SG AWS key rotation issue

strahinjast
Tera Contributor

Hello,

 

we have a problem with OOB SG AWS key rotation setup:

 

Exception occurred while rotating keys for SG-AWS-CredentialAlias-Org, Error Message: com.glide.script.fencing.MethodNotAllowedException: Function „setDisplayValue“ is not allowed in scope „sn_aws_integ“

 

from AWS side looks all good, but the issue is: the script will replace the keys, the old one, which now can NOT be overwritten, will stay in ServiceNow, which means SG-AWS will be completely broken.

 

As this is OOB (scoped application), no changes should be made, I'm wondering if someone else had a same problem.

Thanks!

1 ACCEPTED SOLUTION

Shreya Shikha
ServiceNow Employee
ServiceNow Employee

Hi @strahinjast,

You're encountering a specific error: com.glide.script.fencing.MethodNotAllowedException: Function „setDisplayValue“ is not allowed in scope „sn_aws_integ“ during Service Graph Connector for AWS key rotation. This means the out-of-the-box (OOB) script is attempting an action (setDisplayValue) that is restricted within the sn_aws_integ scoped application, preventing the old keys from being overwritten and breaking the connector.

 

Have you checked for -

  • Version Incompatibility: A conflict between your ServiceNow instance version and the SGC connector's version, or a recent patch? Which version are you currently on?

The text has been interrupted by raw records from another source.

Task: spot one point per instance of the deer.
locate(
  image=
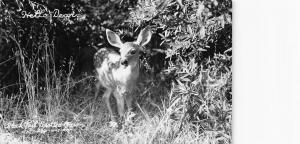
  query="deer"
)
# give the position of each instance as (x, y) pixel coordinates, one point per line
(119, 72)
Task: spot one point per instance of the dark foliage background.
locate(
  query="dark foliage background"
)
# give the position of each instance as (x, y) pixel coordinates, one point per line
(187, 64)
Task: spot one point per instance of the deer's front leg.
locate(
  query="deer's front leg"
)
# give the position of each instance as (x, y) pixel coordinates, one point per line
(120, 102)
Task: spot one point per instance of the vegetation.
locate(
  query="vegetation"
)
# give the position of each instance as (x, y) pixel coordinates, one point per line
(47, 78)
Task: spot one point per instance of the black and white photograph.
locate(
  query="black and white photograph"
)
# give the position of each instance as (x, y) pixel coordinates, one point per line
(116, 72)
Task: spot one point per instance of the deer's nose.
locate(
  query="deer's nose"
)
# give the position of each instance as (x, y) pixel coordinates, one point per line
(124, 62)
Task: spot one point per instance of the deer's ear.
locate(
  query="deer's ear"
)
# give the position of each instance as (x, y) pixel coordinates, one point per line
(144, 36)
(113, 39)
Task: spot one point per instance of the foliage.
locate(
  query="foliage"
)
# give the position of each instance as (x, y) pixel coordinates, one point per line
(186, 93)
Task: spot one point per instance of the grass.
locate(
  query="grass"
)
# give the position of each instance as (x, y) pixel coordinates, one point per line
(87, 122)
(59, 109)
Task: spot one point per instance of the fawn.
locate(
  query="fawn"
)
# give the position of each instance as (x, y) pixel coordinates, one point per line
(118, 73)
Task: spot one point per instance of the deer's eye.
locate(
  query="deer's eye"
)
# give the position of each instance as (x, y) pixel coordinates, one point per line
(132, 52)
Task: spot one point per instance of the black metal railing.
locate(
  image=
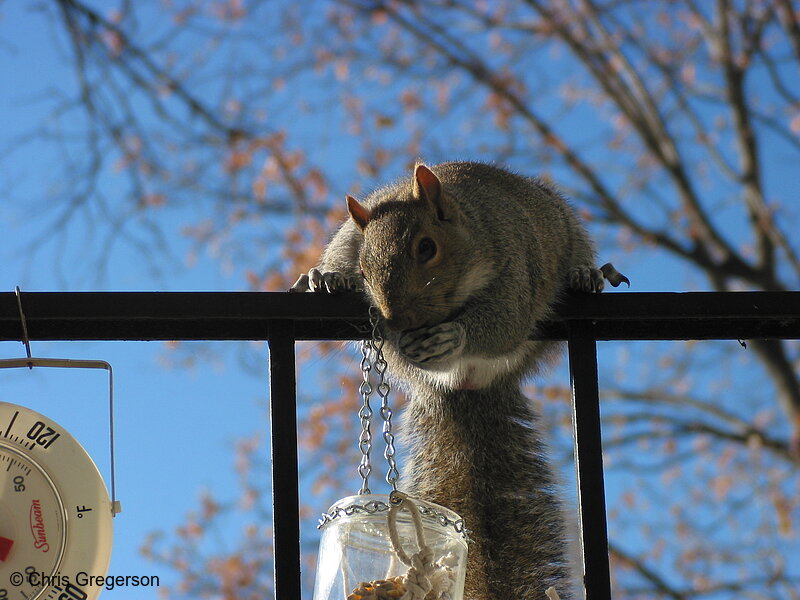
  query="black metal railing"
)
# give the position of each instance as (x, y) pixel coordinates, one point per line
(283, 318)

  • ServiceNow User's SnowAccountAccessPolicy IAM permissions: For SGC AWS, Specific IAM permissions are required for a ServiceNow user where it is created. These roles are packaged as part of CreateServiceNowUser.yml with the policy SnowAccountAccessPolicy. If you need AWS Key rotation feature, then you should have 'iam:CreateAccessKey' and 'iam:DeleteAccessKey' permissions assigned in the policy. Can you verify this?

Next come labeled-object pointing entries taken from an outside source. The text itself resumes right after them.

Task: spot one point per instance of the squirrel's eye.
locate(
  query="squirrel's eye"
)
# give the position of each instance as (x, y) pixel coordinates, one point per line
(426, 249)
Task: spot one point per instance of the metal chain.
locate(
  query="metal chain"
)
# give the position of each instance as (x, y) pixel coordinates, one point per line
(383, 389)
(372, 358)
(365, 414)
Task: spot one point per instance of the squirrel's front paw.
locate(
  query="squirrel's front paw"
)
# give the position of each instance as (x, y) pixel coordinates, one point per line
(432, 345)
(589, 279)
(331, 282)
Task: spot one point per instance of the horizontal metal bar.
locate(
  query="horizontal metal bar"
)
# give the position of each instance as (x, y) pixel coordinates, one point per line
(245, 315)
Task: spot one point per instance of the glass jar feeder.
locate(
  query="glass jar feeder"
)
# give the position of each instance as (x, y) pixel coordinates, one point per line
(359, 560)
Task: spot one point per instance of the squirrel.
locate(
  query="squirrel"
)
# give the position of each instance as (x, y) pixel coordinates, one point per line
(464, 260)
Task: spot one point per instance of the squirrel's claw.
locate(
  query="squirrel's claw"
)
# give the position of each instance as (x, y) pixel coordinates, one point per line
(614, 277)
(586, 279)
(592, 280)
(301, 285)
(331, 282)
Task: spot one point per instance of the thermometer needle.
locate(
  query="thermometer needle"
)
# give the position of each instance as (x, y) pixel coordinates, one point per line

View solution in original post

1 REPLY 1

Shreya Shikha
ServiceNow Employee
ServiceNow Employee

Hi @strahinjast,

You're encountering a specific error: com.glide.script.fencing.MethodNotAllowedException: Function „setDisplayValue“ is not allowed in scope „sn_aws_integ“ during Service Graph Connector for AWS key rotation. This means the out-of-the-box (OOB) script is attempting an action (setDisplayValue) that is restricted within the sn_aws_integ scoped application, preventing the old keys from being overwritten and breaking the connector.

 

Have you checked for -

  • Version Incompatibility: A conflict between your ServiceNow instance version and the SGC connector's version, or a recent patch? Which version are you currently on?

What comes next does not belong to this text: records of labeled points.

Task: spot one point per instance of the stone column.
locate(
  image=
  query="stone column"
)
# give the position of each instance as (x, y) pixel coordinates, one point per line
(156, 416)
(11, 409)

  • ServiceNow User's SnowAccountAccessPolicy IAM permissions: For SGC AWS, Specific IAM permissions are required for a ServiceNow user where it is created. These roles are packaged as part of CreateServiceNowUser.yml with the policy SnowAccountAccessPolicy. If you need AWS Key rotation feature, then you should have 'iam:CreateAccessKey' and 'iam:DeleteAccessKey' permissions assigned in the policy. Can you verify this?